= Douglas Millings =

British fashion designer

Arnold "Dougie" Millings (30 July 1913, in Manchester – 20 September 2001, in London) was a London-based tailor known as "the Beatles' tailor".

== Early life ==
Millings was born in Manchester, but attended school in Edinburgh at the Leith Academy, going on to apprentice as a tailor at the Edinburgh department store Jenners. He moved on to Leeds for further training before traveling to London in the 1930s and getting a job as a cutter at the Regent Street tailor Hector Powe.

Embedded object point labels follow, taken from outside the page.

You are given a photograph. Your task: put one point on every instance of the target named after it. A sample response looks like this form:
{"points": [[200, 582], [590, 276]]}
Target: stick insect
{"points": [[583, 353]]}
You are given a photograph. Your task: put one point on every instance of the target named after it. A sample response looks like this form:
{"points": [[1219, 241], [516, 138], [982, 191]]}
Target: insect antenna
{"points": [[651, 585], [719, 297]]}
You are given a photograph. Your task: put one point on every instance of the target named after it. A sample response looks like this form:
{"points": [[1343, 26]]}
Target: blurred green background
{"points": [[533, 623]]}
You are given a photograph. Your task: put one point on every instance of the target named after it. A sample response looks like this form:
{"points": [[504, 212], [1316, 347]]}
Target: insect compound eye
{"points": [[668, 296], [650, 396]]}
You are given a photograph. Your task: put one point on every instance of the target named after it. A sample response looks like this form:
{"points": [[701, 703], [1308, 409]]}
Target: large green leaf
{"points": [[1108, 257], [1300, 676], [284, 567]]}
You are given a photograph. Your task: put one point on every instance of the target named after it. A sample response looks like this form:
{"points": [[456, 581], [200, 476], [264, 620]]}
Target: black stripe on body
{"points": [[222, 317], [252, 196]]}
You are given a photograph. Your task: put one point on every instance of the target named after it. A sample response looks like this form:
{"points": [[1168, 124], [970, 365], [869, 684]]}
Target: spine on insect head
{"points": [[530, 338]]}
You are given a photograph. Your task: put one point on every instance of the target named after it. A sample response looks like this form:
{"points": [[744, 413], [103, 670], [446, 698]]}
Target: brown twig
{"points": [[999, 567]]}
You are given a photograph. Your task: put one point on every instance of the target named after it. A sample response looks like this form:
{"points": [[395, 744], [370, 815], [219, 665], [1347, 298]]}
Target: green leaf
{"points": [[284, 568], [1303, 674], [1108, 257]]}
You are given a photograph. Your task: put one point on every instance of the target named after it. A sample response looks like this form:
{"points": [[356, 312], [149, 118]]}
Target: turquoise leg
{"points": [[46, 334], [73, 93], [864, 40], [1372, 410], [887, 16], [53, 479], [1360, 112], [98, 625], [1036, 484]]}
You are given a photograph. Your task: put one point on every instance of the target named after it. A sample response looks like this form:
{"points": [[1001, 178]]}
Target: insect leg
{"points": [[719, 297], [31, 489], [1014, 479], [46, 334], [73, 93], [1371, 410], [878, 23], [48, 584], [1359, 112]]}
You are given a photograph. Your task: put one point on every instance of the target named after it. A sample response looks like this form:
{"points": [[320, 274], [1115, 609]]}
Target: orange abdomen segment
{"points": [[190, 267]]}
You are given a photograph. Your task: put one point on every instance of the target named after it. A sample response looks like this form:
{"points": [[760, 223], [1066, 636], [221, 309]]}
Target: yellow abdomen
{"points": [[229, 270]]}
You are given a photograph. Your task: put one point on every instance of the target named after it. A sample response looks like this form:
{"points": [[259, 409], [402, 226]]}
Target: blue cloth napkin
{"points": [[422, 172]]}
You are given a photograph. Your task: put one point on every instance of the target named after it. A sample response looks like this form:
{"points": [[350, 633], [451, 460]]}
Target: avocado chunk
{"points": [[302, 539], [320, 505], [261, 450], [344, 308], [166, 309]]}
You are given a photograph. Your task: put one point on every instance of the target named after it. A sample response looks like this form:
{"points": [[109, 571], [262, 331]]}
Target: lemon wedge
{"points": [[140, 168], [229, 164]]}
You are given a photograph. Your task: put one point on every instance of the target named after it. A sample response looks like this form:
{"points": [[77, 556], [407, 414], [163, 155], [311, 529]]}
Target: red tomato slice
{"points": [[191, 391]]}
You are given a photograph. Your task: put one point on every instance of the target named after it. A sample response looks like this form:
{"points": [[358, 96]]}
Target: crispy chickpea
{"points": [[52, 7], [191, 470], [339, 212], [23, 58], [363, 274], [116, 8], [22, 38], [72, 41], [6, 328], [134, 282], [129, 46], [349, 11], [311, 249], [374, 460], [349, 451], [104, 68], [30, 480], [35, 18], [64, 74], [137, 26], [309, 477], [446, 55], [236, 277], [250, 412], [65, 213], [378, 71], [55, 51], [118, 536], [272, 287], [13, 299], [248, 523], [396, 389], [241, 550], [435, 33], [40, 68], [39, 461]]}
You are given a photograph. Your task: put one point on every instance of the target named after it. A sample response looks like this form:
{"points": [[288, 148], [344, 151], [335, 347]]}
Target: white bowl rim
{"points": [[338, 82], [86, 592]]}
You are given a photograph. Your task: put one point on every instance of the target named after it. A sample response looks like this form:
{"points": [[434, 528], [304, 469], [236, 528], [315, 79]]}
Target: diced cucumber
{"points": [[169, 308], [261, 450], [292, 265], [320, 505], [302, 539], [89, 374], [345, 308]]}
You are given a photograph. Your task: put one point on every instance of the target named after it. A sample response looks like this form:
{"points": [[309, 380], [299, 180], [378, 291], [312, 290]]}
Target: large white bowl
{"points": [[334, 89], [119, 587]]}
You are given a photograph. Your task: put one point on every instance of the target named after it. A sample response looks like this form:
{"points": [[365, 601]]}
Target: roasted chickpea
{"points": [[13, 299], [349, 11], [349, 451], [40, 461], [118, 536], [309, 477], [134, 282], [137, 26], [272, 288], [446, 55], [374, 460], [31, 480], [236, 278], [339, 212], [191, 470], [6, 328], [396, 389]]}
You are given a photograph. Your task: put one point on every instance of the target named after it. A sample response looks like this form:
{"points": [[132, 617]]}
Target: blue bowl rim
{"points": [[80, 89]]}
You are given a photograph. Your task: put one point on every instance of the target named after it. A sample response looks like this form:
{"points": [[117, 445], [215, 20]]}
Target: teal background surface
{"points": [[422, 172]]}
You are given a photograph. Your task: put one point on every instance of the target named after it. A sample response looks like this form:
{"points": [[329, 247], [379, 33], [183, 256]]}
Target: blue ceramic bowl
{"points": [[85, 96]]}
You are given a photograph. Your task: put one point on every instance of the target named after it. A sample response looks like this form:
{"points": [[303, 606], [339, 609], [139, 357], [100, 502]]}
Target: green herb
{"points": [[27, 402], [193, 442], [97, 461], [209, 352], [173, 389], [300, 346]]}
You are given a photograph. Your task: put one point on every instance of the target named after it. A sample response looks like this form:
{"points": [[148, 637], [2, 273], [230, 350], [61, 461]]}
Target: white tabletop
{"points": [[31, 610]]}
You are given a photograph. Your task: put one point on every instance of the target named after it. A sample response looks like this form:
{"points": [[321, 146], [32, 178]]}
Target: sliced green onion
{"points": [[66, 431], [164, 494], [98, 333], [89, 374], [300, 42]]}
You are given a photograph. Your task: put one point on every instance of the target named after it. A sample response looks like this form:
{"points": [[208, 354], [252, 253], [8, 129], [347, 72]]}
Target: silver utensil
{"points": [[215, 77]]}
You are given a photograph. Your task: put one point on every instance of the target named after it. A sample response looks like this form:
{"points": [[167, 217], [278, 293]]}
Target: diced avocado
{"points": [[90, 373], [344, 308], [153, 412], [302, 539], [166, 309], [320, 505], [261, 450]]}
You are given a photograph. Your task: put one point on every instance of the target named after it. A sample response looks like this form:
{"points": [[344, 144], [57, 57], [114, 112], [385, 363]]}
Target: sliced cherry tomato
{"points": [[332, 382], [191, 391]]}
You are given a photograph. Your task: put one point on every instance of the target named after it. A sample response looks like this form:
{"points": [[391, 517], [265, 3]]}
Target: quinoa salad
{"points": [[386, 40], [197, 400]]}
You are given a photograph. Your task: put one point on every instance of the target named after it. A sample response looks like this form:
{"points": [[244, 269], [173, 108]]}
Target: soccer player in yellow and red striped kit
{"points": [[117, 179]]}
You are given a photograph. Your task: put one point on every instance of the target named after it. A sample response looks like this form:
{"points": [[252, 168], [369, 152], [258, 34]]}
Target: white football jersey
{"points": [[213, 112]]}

Millings worked as a dispatch rider during World War Two, but suffered an accident in 1944 and was discharged as an invalid. He became head of the tailoring department at Austins on Shaftesbury Avenue during the 1950s, where he met Tito Burns, who introduced him to Cliff Richard. Before long Millings had a long list of celebrity clients, and set up his own shop in 1958.

== Celebrity tailoring ==
Millings' shop was located on 63 Old Compton Street in Soho and began designing for British pop stars such as Cliff Richard, Tommy Steele, and Adam Faith in the early 1960s and made the collarless suits the Beatles wore at the height of Beatlemania in 1963 (inspired by Pierre Cardin) as well as their stage suits for the movie Help!. Millings made more than 500 outfits for the band.

Millings had a small part as a frustrated tailor in the movie A Hard Day's Night.